Don’t Be Afraid of Networking with Friends on Facebook
As compared to social media websites like Twitter and LinkedIn, Facebook happens to be more powerful when it comes to connecting with friends, co-workers and colleagues. Friends that know you on Facebook will be more helpful in finding you a job you are looking for or providing you with some valuable job related information. Spend some good networking with friends on Facebook.

Make Your Facebook Profile Private
The profile information that you fill out on Facebook is visible to everyone by default. If you don’t want employers to see your personal updates, you can set your profile to private. All you need to do is go to ‘Account’, click Privacy Settings and choose ‘Friends Only’. In this way, only those with who you are friends on Facebook will be able to see your personal updates and profile information.
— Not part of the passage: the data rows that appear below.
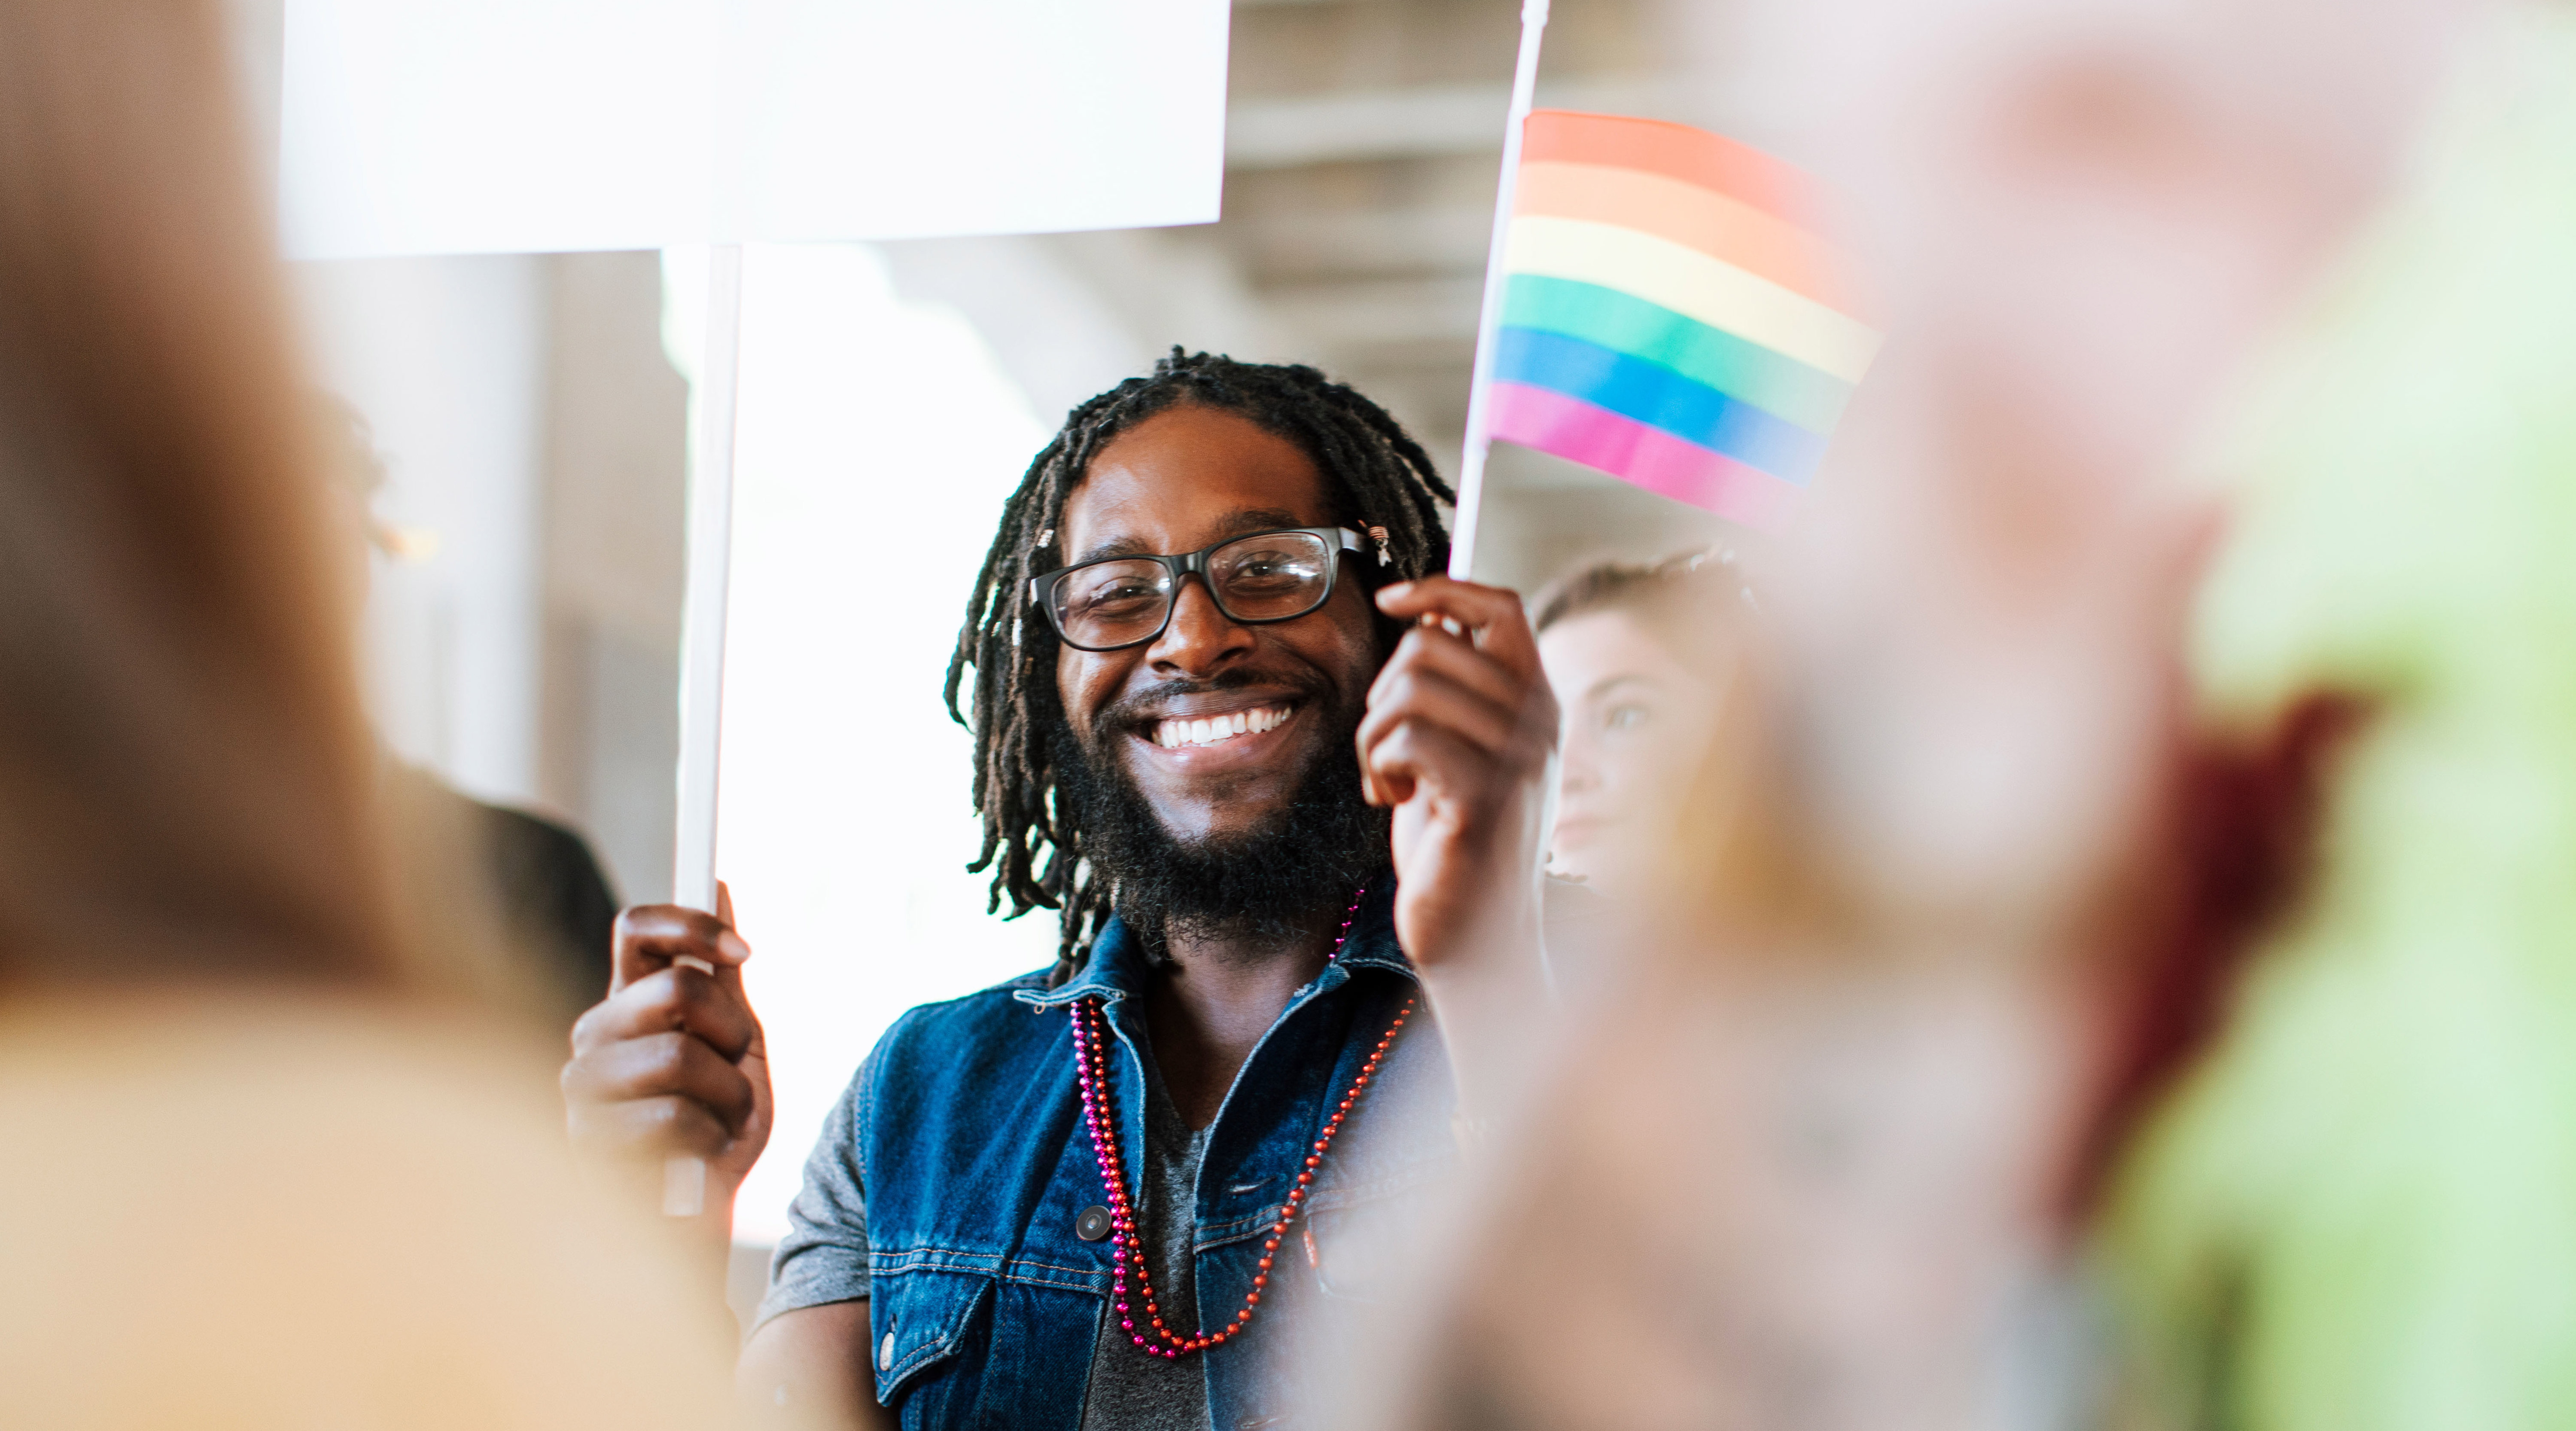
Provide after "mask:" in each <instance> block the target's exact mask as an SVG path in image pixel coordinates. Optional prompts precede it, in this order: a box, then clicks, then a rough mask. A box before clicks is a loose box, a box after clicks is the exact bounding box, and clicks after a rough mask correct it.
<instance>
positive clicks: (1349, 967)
mask: <svg viewBox="0 0 2576 1431" xmlns="http://www.w3.org/2000/svg"><path fill="white" fill-rule="evenodd" d="M1347 969H1386V972H1394V975H1401V977H1406V980H1419V975H1414V962H1412V959H1406V957H1404V949H1399V946H1396V877H1394V871H1386V874H1378V877H1376V879H1370V882H1368V890H1365V892H1363V895H1360V908H1358V910H1352V915H1350V939H1345V941H1342V954H1340V957H1337V959H1332V962H1329V964H1324V972H1321V975H1316V980H1314V982H1311V985H1306V988H1303V990H1298V993H1329V990H1334V988H1340V985H1342V982H1347V980H1350V975H1347ZM1149 972H1151V964H1149V962H1146V951H1144V941H1141V939H1136V933H1133V931H1131V928H1128V926H1126V920H1123V918H1118V915H1110V920H1108V923H1105V926H1100V936H1097V939H1092V957H1090V959H1084V962H1082V972H1077V975H1074V977H1072V980H1066V982H1064V988H1051V990H1048V988H1023V990H1015V993H1012V998H1018V1000H1020V1003H1028V1006H1033V1008H1061V1006H1066V1003H1074V1000H1077V998H1097V1000H1100V1003H1121V1000H1126V998H1133V995H1141V993H1144V990H1146V975H1149Z"/></svg>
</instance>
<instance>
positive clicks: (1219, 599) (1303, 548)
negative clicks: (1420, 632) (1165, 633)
mask: <svg viewBox="0 0 2576 1431" xmlns="http://www.w3.org/2000/svg"><path fill="white" fill-rule="evenodd" d="M1365 549H1368V547H1365V544H1363V541H1360V534H1358V531H1352V529H1347V526H1293V529H1280V531H1255V534H1252V536H1229V539H1224V541H1218V544H1216V547H1203V549H1198V552H1185V554H1177V557H1100V560H1092V562H1077V565H1072V567H1064V570H1054V572H1046V575H1043V578H1028V596H1030V601H1036V603H1038V608H1043V611H1046V619H1048V621H1054V627H1056V634H1059V637H1064V645H1069V647H1074V650H1123V647H1133V645H1144V642H1151V639H1154V637H1159V634H1162V629H1164V627H1170V624H1172V606H1175V603H1177V601H1180V583H1182V578H1188V575H1190V572H1198V580H1203V583H1206V585H1208V596H1211V598H1213V601H1216V608H1218V611H1224V614H1226V619H1229V621H1234V624H1239V627H1260V624H1267V621H1296V619H1298V616H1303V614H1309V611H1314V608H1316V606H1321V603H1324V601H1329V598H1332V578H1334V572H1337V570H1340V565H1342V562H1340V560H1337V557H1340V554H1342V552H1365Z"/></svg>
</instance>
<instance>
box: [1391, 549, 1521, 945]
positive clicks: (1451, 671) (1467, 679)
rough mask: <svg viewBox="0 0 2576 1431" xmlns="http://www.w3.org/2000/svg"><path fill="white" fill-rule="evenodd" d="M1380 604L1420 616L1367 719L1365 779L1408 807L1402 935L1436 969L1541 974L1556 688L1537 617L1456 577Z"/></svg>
mask: <svg viewBox="0 0 2576 1431" xmlns="http://www.w3.org/2000/svg"><path fill="white" fill-rule="evenodd" d="M1378 608H1381V611H1386V614H1388V616H1399V619H1412V621H1414V629H1412V632H1406V634H1404V642H1401V645H1399V647H1396V655H1394V657H1391V660H1388V663H1386V668H1383V670H1381V673H1378V681H1376V686H1370V691H1368V717H1363V719H1360V781H1363V784H1365V792H1368V799H1370V804H1391V807H1394V812H1396V817H1394V853H1396V874H1399V879H1401V882H1399V887H1396V939H1401V941H1404V951H1406V954H1409V957H1412V959H1414V962H1417V964H1419V967H1425V969H1432V967H1448V969H1461V967H1468V964H1489V962H1510V964H1525V969H1528V972H1535V967H1538V944H1535V939H1538V910H1535V900H1538V864H1540V856H1543V841H1546V828H1543V823H1546V804H1548V784H1551V779H1553V766H1556V694H1553V691H1551V688H1548V678H1546V673H1543V670H1540V665H1538V639H1535V637H1530V619H1528V616H1525V614H1522V608H1520V598H1517V596H1512V593H1510V590H1502V588H1492V585H1476V583H1463V580H1450V578H1425V580H1412V583H1399V585H1391V588H1386V590H1381V593H1378ZM1453 627H1455V629H1453Z"/></svg>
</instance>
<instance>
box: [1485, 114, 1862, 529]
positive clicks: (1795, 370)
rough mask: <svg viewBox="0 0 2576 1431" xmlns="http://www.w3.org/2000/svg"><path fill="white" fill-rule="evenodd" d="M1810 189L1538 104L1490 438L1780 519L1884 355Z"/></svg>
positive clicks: (1689, 128)
mask: <svg viewBox="0 0 2576 1431" xmlns="http://www.w3.org/2000/svg"><path fill="white" fill-rule="evenodd" d="M1811 193H1814V180H1811V178H1808V175H1803V173H1801V170H1795V168H1790V165H1783V162H1780V160H1772V157H1770V155H1762V152H1757V150H1749V147H1744V144H1736V142H1734V139H1721V137H1716V134H1708V131H1703V129H1690V126H1685V124H1664V121H1656V119H1625V116H1615V113H1574V111H1561V108H1540V111H1533V113H1530V119H1528V126H1525V129H1522V150H1520V180H1517V188H1515V204H1512V229H1510V235H1507V248H1504V273H1507V278H1504V291H1502V322H1499V330H1497V338H1494V361H1492V376H1489V384H1492V387H1489V389H1486V436H1492V438H1504V441H1515V443H1520V446H1533V449H1540V451H1551V454H1556V456H1564V459H1571V462H1582V464H1584V467H1597V469H1602V472H1607V474H1613V477H1620V480H1625V482H1633V485H1638V487H1646V490H1649V492H1662V495H1667V498H1677V500H1685V503H1692V505H1700V508H1708V511H1713V513H1718V516H1726V518H1731V521H1741V523H1747V526H1762V529H1777V526H1780V523H1783V521H1788V513H1790V508H1793V503H1795V498H1798V492H1801V490H1803V487H1806V485H1808V482H1811V480H1814V474H1816V464H1819V462H1821V459H1824V443H1826V438H1829V436H1832V431H1834V420H1837V418H1842V407H1844V402H1850V397H1852V387H1855V384H1857V382H1860V374H1862V371H1868V366H1870V358H1873V356H1875V353H1878V333H1875V330H1873V327H1870V325H1868V322H1862V320H1857V317H1852V312H1850V307H1852V304H1850V302H1847V299H1844V297H1842V291H1839V289H1837V286H1834V271H1837V263H1834V255H1832V250H1829V245H1826V242H1824V240H1821V237H1816V232H1814V209H1816V206H1814V201H1811V199H1808V196H1811Z"/></svg>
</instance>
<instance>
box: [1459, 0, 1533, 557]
mask: <svg viewBox="0 0 2576 1431" xmlns="http://www.w3.org/2000/svg"><path fill="white" fill-rule="evenodd" d="M1546 34H1548V0H1520V62H1517V64H1515V67H1512V113H1510V119H1507V121H1504V126H1502V183H1497V186H1494V242H1492V248H1486V255H1484V309H1481V315H1479V317H1476V366H1473V369H1471V376H1468V394H1466V449H1463V451H1461V454H1458V523H1455V529H1453V531H1450V575H1453V578H1458V580H1468V572H1471V570H1473V567H1476V521H1479V518H1481V516H1484V451H1486V446H1489V443H1492V441H1489V438H1486V397H1484V389H1486V387H1489V384H1492V382H1494V335H1497V333H1499V330H1502V289H1504V271H1502V258H1504V248H1507V245H1510V240H1512V199H1515V191H1517V188H1520V131H1522V129H1525V126H1528V119H1530V101H1533V95H1535V90H1538V41H1540V39H1546Z"/></svg>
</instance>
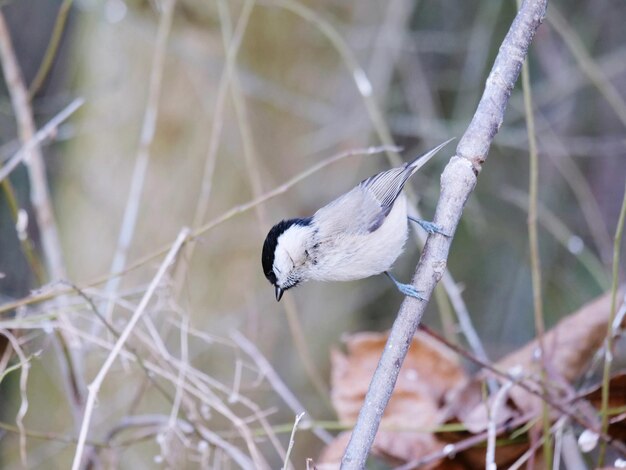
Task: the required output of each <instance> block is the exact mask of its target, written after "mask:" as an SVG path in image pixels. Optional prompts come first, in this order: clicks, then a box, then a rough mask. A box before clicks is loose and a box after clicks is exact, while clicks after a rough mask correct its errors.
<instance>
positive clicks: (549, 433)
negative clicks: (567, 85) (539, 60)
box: [517, 0, 552, 468]
mask: <svg viewBox="0 0 626 470" xmlns="http://www.w3.org/2000/svg"><path fill="white" fill-rule="evenodd" d="M520 6H521V0H517V7H518V8H520ZM522 93H523V95H524V112H525V113H524V118H525V120H526V132H527V133H528V160H529V167H530V168H529V177H528V179H529V183H528V244H529V251H530V277H531V283H532V291H533V311H534V314H535V332H536V333H537V345H538V346H539V354H540V355H541V377H542V379H543V382H544V384H545V382H546V380H547V372H546V370H547V363H548V362H547V361H548V358H547V357H546V350H545V347H544V341H543V337H544V335H545V330H546V327H545V322H544V319H543V295H542V287H541V257H540V254H539V231H538V228H537V227H538V222H537V218H538V216H537V213H538V209H537V206H538V199H539V155H538V152H537V136H536V134H535V116H534V113H533V100H532V92H531V86H530V71H529V66H528V62H526V61H525V62H524V63H523V64H522ZM541 416H542V420H543V443H544V444H543V456H544V459H545V462H546V466H547V467H548V468H549V467H550V464H551V462H552V455H551V453H552V447H551V445H552V442H551V438H550V415H549V413H548V405H547V403H546V402H545V401H543V402H542V415H541Z"/></svg>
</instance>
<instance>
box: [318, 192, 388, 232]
mask: <svg viewBox="0 0 626 470" xmlns="http://www.w3.org/2000/svg"><path fill="white" fill-rule="evenodd" d="M389 210H390V208H383V207H382V206H381V204H380V202H379V201H378V199H377V198H376V197H374V194H373V193H372V192H371V191H369V190H367V189H365V188H364V187H362V186H361V185H358V186H356V187H355V188H353V189H352V190H351V191H349V192H348V193H346V194H344V195H343V196H340V197H339V198H337V199H335V200H334V201H333V202H331V203H330V204H328V205H326V206H324V207H322V208H321V209H319V210H318V211H317V212H316V213H315V215H314V216H313V219H314V220H318V221H323V223H320V225H321V227H320V229H321V231H322V232H323V233H320V235H322V236H328V237H333V236H336V235H337V234H366V233H369V232H373V231H374V230H376V229H377V228H378V227H380V225H381V224H382V222H383V221H384V220H385V217H387V214H388V213H389Z"/></svg>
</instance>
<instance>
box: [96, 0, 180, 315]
mask: <svg viewBox="0 0 626 470" xmlns="http://www.w3.org/2000/svg"><path fill="white" fill-rule="evenodd" d="M175 5H176V0H165V1H164V2H163V12H162V13H161V19H160V21H159V29H158V32H157V38H156V44H155V46H154V54H153V56H152V67H151V71H150V84H149V86H148V101H147V104H146V110H145V113H144V118H143V124H142V127H141V135H140V138H139V150H138V151H137V160H135V168H134V170H133V175H132V179H131V183H130V193H129V195H128V201H127V203H126V209H125V210H124V217H123V219H122V227H121V229H120V234H119V238H118V241H117V247H116V249H115V254H114V255H113V262H112V264H111V274H112V275H113V276H112V277H111V278H110V280H109V282H108V283H107V285H106V288H105V291H106V293H107V296H108V298H109V299H110V300H109V303H108V306H107V310H106V313H105V317H106V318H107V320H110V319H111V314H112V313H113V309H114V307H115V297H116V296H117V290H118V288H119V285H120V282H121V278H120V277H119V276H115V274H117V273H119V272H121V271H123V270H124V268H125V267H126V257H127V256H128V250H129V248H130V244H131V242H132V240H133V236H134V234H135V227H136V225H137V218H138V216H139V205H140V202H141V194H142V192H143V185H144V182H145V179H146V174H147V172H148V164H149V163H150V146H151V144H152V141H153V139H154V134H155V131H156V123H157V117H158V114H159V95H160V94H161V81H162V79H163V69H164V63H165V49H166V46H167V39H168V37H169V33H170V30H171V28H172V19H173V17H174V6H175Z"/></svg>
Search for Information about Hiring Managers
These days almost every large employer is on Facebook, Twitter and LinkedIn. To boost your job hunting, you can first find information about the employers you have targeted. Smart employers will certainly keep their Facebook profile private. However, you can search for the information on other social networking websites and be informed about the new job openings coming up. In addition, you can dig out more valuable details about your targeted employers.

Hyperlink Your Resume
Also remember to add the link to your personal profile on Twitter and LinkedIn. This helps employers to find your contact information if they are willing to get in touch with you. Don’t add a link to your Facebook profile, as it is private available only to your friends. Keeping profile information on Facebook private also shows employers that you are internet savvy. Many employers appreciate this skill.

Create Facebook Lists
Facebook allows users to create multiple lists, according to individual requirements. So you can create separate lists for friends and professional contacts. In this way, your professional contacts will have access to only that information that you want them to see. To create a new list on Facebook, you can go to Account, then Friends and then click Create a New List. Facebook allows you to set your privacy settings according to your requirements. This is a good strategy to be adopted by jobseekers in search of jobs.

Get Found on Google
If you want employers to find relevant information when they Google your name, you need to be active on all the above mentioned social media websites including Facebook, Twitter and LinkedIn. Fill out your profile information on all these sites carefully including the industry-related keywords as well. If you have a completely filled out job profile on these sites, employers will find your profile information in the top Google rankings.

So, if you haven’t yet created your profiles on popular social media sites, go and create the same now. At the same time be active on the networks and spend some good time connecting with your network of friends for maximum job search benefits.